ここからは選挙カーをレンタルする場合を前提に話を進めて行きたいと思います。

かかる費用は【選挙カーの車体部分】と【看板枠やアンプ・スピーカーの音響セットなどの装置の部分】とに分ける事が出来ます。

車体部分は、立候補の機会を平等に与える事と立候補者の負担を軽減する目的で公費負担(国民の税金)が可能とされています。

この公費負担は、選挙カーに限らず選挙カーのガソリン代や選挙ポスターの作成費用などにも適用されます。

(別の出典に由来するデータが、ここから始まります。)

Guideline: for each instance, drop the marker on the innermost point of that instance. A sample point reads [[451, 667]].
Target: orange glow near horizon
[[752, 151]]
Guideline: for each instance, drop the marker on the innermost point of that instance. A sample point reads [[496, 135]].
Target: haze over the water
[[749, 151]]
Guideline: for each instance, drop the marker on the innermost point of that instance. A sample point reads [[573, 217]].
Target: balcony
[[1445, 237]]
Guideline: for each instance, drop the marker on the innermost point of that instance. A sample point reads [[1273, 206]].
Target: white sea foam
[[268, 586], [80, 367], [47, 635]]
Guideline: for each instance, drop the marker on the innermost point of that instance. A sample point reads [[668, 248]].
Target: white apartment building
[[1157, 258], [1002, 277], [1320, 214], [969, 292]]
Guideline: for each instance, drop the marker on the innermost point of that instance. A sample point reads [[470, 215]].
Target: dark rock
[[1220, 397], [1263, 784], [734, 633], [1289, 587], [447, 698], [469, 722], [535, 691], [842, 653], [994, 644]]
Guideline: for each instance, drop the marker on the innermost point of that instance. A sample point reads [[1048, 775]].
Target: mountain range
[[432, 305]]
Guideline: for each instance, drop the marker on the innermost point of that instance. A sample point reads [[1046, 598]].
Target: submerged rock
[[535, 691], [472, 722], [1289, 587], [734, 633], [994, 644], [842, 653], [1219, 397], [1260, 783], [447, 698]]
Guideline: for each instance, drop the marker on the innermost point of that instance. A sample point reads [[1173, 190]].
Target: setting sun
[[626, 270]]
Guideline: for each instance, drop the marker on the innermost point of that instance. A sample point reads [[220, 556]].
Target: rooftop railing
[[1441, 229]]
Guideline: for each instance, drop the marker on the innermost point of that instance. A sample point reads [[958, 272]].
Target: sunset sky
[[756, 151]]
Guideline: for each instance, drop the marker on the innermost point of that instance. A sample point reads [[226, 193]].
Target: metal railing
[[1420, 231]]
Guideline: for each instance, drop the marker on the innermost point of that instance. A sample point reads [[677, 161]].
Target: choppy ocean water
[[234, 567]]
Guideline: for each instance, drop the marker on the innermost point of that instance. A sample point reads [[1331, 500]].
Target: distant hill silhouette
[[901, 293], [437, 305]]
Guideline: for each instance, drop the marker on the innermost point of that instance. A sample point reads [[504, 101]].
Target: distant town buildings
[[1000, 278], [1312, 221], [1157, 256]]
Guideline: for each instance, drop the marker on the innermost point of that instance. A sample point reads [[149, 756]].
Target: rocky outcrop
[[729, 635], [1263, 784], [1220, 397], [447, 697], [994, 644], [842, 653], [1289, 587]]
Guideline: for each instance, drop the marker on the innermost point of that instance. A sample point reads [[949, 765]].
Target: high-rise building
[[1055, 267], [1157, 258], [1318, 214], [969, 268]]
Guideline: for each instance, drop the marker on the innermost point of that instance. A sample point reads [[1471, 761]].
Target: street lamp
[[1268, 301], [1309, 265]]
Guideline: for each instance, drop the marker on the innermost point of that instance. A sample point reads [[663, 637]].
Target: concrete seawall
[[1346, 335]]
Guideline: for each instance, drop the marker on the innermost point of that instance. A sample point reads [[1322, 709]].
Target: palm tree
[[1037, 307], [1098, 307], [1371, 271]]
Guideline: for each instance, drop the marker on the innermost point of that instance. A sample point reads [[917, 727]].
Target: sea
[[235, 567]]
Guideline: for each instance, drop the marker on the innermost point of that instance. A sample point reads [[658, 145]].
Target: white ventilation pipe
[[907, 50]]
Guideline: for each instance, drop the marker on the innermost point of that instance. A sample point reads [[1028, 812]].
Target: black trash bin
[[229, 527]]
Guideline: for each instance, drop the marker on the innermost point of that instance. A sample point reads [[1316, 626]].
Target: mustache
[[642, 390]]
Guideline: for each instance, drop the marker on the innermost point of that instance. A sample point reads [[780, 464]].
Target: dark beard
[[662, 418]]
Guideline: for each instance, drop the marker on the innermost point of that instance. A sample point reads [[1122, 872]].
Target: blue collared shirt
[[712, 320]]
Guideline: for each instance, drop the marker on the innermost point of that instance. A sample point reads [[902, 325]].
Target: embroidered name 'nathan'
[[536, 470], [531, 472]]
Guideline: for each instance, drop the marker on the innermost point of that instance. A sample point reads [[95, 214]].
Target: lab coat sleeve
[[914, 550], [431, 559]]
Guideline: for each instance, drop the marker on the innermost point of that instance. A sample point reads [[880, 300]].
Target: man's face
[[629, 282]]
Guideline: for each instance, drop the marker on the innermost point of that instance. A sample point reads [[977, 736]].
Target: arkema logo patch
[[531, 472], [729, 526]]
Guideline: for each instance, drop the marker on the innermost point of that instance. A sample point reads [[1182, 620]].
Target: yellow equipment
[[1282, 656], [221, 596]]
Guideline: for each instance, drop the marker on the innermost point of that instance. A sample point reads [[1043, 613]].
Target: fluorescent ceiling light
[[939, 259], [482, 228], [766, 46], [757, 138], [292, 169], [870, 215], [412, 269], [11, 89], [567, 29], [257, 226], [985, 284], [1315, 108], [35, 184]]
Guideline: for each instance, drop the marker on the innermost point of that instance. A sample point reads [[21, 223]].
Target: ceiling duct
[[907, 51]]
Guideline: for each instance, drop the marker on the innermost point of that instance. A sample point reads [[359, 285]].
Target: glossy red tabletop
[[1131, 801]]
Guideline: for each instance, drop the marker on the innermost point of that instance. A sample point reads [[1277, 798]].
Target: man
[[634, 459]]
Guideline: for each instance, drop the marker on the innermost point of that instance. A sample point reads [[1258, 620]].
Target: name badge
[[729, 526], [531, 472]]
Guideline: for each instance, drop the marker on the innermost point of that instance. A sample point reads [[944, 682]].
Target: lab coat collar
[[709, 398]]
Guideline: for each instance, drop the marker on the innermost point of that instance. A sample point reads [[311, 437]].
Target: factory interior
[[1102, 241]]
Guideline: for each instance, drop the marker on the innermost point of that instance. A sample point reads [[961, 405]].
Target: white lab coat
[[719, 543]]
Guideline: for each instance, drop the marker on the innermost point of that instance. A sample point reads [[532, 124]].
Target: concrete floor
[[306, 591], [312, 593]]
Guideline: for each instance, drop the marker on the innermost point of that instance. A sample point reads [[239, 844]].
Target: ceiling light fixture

ただ、全ての立候補者が公費によってこれらの選挙費用を賄えるわけではなく一定の条件が設けられています。

公費負担の条件

■事業者と契約をして、契約書を選挙管理委員会に届け出ること
■選挙の種類によって異なるが、供託物が没収されない得票数を得ていること 等

供託物が没収されない得票数は、例えば衆議院議員選挙の場合は得票数が選挙区の有効投票総数の10分の1に達する場合となっています。

参考:選挙の供託金について(web-archive)

例えば衆議院選挙東京1区で有効投票数が30万票あった場合にA議員が15万票で当選、B議員は8万票を獲得し落選、C議員は5万票で落選、D議員は2万票で落選した場合、公費負担を受けられるのは有効投票の10分の1にあたる3万票以上を獲得したA、B、C議員となります。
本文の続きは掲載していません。